Starr has become the most prominent active wrestler openly calling for a union today. He’s the co-founder of We the Independent, whose aim is to raise awareness about labor issues in wrestling and inform independent contractors of their rights and the options available to them. Starr and We the Independent have been urging wrestling promotions to work with the British-based theater and performance trade union Equity; so far two British indies, EVE and Riot Cabaret, have signed on to Equity’s negotiated code of conduct policy.
The wrestling industry has historically been heavily opposed to unionization. The only notable attempt at creating a wrestler’s union in America was undertaken by a so-called “outlaw” startup promotion in Georgia in the 1970s, the International Wrestling League. It faced stiff competition and underhanded tactics from the established Georgia Championship Wrestling and other NWA-affiliated territories, and didn’t last long. WWE, the dominant force in the business over the last 35 years, and its owner Vince McMahon have been staunchly anti-union all along. In the territorial days, wrestlers were true independent contractors, traveling from territory to territory and negotiating their own deals with different promoters; McMahon kept that template in place when he went national in the 1980s, continuing to classify his wrestlers as independent contractors, even though they were contracted, full-time employees whose schedules were fully controlled by their employer. That continues to this day, and every major American wrestling company since has followed suit, including AEW, the year-old upstart that has posed WWE’s most significant domestic competition in many years, and Ring of Honor, whose corporate owner, Sinclair Broadcasting, is a multi-billion dollar media company.

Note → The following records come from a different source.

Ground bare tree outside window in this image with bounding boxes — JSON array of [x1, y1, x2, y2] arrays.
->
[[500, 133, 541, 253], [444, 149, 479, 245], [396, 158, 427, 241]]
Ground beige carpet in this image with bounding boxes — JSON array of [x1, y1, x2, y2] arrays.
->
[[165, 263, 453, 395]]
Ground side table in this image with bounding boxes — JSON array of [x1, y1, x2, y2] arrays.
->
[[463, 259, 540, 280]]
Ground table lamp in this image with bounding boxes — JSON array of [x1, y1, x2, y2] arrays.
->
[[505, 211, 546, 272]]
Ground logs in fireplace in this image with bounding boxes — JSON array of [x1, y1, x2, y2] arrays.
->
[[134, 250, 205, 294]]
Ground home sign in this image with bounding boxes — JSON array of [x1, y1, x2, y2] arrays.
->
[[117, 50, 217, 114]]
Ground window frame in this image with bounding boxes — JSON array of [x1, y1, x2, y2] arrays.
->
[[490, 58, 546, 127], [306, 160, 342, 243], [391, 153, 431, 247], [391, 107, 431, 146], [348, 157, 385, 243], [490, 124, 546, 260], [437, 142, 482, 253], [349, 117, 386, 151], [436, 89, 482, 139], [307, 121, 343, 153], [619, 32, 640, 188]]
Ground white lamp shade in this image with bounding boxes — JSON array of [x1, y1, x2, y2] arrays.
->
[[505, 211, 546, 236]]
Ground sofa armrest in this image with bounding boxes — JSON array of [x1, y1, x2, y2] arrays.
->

If wrestlers banded together to unionize, as athletes in every major professional sport have done, it would inevitably cost companies like WWE a lot of money. Even though David Starr has never worked for WWE, it seems like McMahon’s company has taken note of the wrestler’s labor advocacy. As Meltzer writes in this week’s issue of the Observer, “the belief is that WWE pressured the companies that they have working agreements with to no longer use Starr was [sic] because of his pro-union voice and attempts in the U.K. to get wrestlers to join the Equity union, the trade union for performers, similar to SAG in the U.S.”
Based on Meltzer’s reporting, here’s a company with television deals throughout the world and a market cap that’s currently sitting at $2.7 billion pressuring two much smaller regional companies that it has working arrangements with to blacklist a specific performer for political reasons. Starr’s relationship with wXw was especially close; he had worked with the company for five years, and credits it with establishing him within the business. Starr last wrestled for Progress in December, losing to Jimmy Havoc, who, interestingly enough, is contracted to AEW in America. That hints at how thoroughly opposed to unions WWE is: it will let its partner promotions book AEW wrestlers, despite being WWE’s most direct and notable competition, but not somebody with a lower profile who happens to be openly challenging the industry’s labor structure. Their deals with WWE allow Progress and wXw to gain access to European stars who are currently signed to NXT U.K., including WALTER, Toni Storm, Jordan Devlin, Ilja Dragunov, Jinny and more. Those are some of the biggest draws in a wrestling market that was thriving just a few years ago, but that has seen a significant decline since WWE launched NXT U.K. and signed up most of the top available talent.